Opened 16 years ago

Closed 8 years ago

#2411 closed defect (fixed)

gdal_grid inefficiencies

Reported by: pagameba Owned by: dron
Priority: normal Milestone:
Component: Utilities Version: svn-trunk
Severity: normal Keywords: gdal_grid efficiency
Cc:

Description

This ticket is to trac my experience with gdal_grid and offer some feedback on my particular use case in which I was not able to get it to produce a DEM in an reasonable amount of time.

I am working with about 1.8 million points of XYZ data that I originally got in about 1800 separate files, each covering a small rectangular region. The data was captured at about 70m intervals or better in some cases, so I was hoping to produce a DEM at about 70m per pixel or better resolution. For my target area, this resulted in an desired output size of about 6000 x 6000 pixels.

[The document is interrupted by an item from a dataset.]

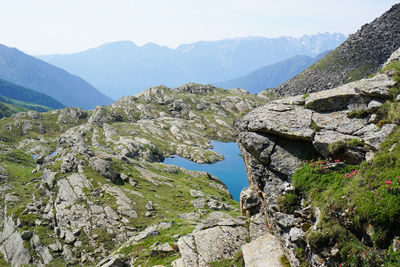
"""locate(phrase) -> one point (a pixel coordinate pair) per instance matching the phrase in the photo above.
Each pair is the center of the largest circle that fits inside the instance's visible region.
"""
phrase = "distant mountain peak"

My initial attempt was to combine all the XYZ files into a single CSV file and set up a VRT file, then pass this to gdal_grid. When nothing happened for several hours, I started to wonder about what I had attempted. I started trying alternate algorithms each with similar results. Then I took the drastic step of looking at the code and realized that it does an exhaustive loop over all the input points for every cell in the output raster - I roughly calculated this would take several years to run to completion on my machine and started looking for an alternative approach.

The best approach that I attempted was to work from the original data and try to use a 3 x 3 window approach feeding the XYZ values for the target file plus up to 8 surrounding files into gdal_grid to produce a 40x40 output file that would then be combined using gdal_merge into a full DEM. This ran quite a bit faster but still had not completed in 24 hours.

As a secondary issue, I took some of the produced tif files and tried to merge them. gdal_merge complained that the vertical size was negative, at which time I realized that the coordinate system of the output tifs was upside down (vertical only). I went over what I had done with Frank and all seemed reasonable - just vertically flipped output.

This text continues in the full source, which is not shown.